Maximum Possible Edge Disjoint Spanning Tree From a Complete Graph

Give a complete graph with N-vertices. The task is to find out the maximum number of edge-disjoint spanning tree possible.
Edge-disjoint Spanning Tree is a spanning tree where no two trees in the set have an edge in common.

Examples: 

Input : N = 4
Output : 2

Input : N = 5
Output : 2 

The maximum number of possible Edge-Disjoint Spanning tree from a complete graph with N vertices can be given as, 

Max Edge-disjoint spanning tree = floor(N / 2)

Let's look at some examples:

Example 1:

Complete graph with 4 vertices

All possible Edge-disjoint spanning trees for the above graph are: 

Example 2: 

Complete graph with 5 vertices

All possible Edge-disjoint spanning trees for the above graph are: 

Implementation: Below is the program to find the maximum number of edge-disjoint spanning trees possible. 

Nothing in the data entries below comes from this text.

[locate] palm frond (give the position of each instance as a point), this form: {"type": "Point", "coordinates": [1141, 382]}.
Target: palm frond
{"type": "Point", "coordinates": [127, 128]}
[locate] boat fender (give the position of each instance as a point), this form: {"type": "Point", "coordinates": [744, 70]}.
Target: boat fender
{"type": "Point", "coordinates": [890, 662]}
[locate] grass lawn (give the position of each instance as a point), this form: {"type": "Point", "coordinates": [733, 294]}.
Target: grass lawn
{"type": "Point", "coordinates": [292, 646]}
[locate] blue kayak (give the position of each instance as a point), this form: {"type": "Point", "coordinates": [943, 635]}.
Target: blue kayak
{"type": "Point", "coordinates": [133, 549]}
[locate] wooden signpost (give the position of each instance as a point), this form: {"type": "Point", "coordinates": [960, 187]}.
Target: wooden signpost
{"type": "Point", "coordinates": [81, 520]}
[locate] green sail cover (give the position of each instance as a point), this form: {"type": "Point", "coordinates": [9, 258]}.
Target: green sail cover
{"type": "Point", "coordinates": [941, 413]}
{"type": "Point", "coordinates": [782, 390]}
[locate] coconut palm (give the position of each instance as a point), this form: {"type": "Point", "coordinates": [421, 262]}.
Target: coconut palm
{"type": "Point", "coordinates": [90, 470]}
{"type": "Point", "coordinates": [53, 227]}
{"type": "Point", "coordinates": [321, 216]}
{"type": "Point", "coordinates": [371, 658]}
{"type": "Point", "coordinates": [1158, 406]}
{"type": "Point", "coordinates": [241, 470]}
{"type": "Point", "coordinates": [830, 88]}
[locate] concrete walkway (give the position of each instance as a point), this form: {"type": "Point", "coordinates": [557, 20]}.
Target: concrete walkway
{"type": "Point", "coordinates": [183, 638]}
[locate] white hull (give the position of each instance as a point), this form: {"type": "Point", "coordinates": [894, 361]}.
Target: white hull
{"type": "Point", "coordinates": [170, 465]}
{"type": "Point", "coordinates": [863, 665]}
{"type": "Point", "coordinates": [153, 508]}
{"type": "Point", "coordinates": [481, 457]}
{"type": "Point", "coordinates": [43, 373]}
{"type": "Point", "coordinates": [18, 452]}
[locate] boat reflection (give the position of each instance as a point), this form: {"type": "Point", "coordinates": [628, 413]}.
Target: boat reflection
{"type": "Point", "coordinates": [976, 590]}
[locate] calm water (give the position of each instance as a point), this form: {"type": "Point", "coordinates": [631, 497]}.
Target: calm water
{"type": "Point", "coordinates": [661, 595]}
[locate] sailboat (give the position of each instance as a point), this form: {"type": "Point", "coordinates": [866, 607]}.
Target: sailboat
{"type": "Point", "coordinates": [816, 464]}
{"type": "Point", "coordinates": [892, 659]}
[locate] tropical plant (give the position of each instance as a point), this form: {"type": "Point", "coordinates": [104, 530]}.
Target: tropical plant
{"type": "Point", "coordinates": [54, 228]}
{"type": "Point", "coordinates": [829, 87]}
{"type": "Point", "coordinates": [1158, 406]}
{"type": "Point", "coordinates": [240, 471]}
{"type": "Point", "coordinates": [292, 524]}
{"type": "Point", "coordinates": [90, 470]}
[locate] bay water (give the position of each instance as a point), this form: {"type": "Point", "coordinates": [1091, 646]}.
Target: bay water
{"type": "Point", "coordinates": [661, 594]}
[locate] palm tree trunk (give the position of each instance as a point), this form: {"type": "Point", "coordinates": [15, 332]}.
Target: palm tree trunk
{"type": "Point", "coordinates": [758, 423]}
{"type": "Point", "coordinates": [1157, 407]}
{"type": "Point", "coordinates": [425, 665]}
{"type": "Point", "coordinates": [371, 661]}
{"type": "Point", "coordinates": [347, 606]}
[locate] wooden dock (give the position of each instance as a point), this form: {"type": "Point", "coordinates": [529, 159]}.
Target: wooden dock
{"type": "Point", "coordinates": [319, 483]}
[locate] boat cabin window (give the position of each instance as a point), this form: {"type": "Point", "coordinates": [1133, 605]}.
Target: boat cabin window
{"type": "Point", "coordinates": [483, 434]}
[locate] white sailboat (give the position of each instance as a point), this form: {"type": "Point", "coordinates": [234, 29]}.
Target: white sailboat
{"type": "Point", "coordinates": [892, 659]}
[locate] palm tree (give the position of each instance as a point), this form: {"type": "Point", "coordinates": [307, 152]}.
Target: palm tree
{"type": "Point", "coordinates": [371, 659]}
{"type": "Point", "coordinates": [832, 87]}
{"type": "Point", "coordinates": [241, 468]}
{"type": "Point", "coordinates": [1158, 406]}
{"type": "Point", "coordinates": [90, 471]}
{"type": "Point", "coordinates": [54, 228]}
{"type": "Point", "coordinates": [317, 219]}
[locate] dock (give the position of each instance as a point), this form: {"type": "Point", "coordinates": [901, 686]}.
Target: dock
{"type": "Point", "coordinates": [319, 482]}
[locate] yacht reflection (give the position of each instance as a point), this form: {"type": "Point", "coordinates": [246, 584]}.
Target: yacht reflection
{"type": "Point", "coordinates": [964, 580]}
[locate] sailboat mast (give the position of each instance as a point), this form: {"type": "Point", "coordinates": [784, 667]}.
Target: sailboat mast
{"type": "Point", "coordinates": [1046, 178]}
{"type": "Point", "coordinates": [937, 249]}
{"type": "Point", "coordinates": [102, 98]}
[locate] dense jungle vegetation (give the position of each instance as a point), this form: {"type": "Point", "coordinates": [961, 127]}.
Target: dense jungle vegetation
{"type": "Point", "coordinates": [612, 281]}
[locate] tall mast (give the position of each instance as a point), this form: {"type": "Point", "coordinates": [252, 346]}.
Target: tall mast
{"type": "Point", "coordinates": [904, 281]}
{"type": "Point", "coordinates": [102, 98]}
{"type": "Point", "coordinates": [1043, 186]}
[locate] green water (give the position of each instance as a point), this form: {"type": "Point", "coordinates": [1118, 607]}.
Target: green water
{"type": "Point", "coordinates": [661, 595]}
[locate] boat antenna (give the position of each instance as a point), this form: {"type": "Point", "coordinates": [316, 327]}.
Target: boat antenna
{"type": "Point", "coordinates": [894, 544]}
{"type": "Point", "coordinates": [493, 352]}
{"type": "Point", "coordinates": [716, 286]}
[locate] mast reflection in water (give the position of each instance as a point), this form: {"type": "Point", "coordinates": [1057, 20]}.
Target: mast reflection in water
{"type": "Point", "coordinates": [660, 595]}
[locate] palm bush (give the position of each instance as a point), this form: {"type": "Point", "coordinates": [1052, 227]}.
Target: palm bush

// C++ program to find the maximum number of 
// Edge-Disjoint Spanning tree possible

#include <bits/stdc++.h>
using namespace std;

// Function to calculate max number of 
// Edge-Disjoint Spanning tree possible
float edgeDisjoint(int n)
{
    float result = 0;

    result = floor(n / 2);

    return result;
}

// Driver code
int main()
{
    int n = 4;

    cout << edgeDisjoint(n);

    return 0;
}

// Java program to find the maximum  
// number of Edge-Disjoint Spanning
// tree possible 
import java.io.*;

class GFG
{
    
// Function to calculate max number 
// of Edge-Disjoint Spanning tree
// possible 
static double edgeDisjoint(int n) 
{ 
    double result = 0; 

    result = Math.floor(n / 2); 

    return result; 
} 

// Driver Code
public static void main(String[] args)
{
    int n = 4; 
    System.out.println((int)edgeDisjoint(n));
}
}

// This code is contributed
// by Naman_Garg

# Python 3 to find the maximum 
# number of Edge-Disjoint 
# Spanning tree possible 
import math

# Function to calculate max 
# number of Edge-Disjoint 
# Spanning tree possible 
def edgeDisjoint(n):

    result = 0

    result = math.floor(n / 2) 

    return result 

# Driver Code
if __name__ == "__main__" : 

    n = 4

    print(int(edgeDisjoint(n)))

# This Code is contributed
# by Naman_Garg

// C# program to find the maximum number of 
// Edge-Disjoint Spanning tree possible 
using System; 

class GFG 
{ 

// Function to calculate max number of 
// Edge-Disjoint Spanning tree possible 
static double edgeDisjoint(double n) 
{ 
    double result = 0; 

    result = Math.Floor(n / 2); 

    return result; 
} 

// Driver Code 
public static void Main() 
{ 
    int n = 4;

    Console.Write(edgeDisjoint(n)); 
} 
} 

// This code is contributed 
// by Sanjit_Prasad 

<?php
// PHP program to find the maximum 
// number of Edge-Disjoint Spanning
// tree possible

// Function to calculate max number of 
// Edge-Disjoint Spanning tree possible
function edgeDisjoint($n)
{
    $result = 0;

    $result = floor($n / 2);

    return $result;
}

// Driver code
$n = 4;

echo edgeDisjoint($n);

// This code is contributed
// by Ankita Saini
?>

<script>

// Javascript program to find the maximum number of
// Edge-Disjoint Spanning tree possible

// Function to calculate max number of
// Edge-Disjoint Spanning tree possible
function edgeDisjoint(n)
{
    var result = 0;

    result = Math.floor(n / 2);

    return result;
}

// Driver code
var n = 4;
document.write( edgeDisjoint(n));

</script>

2

Time Complexity: O(1)
Auxiliary Space: O(1)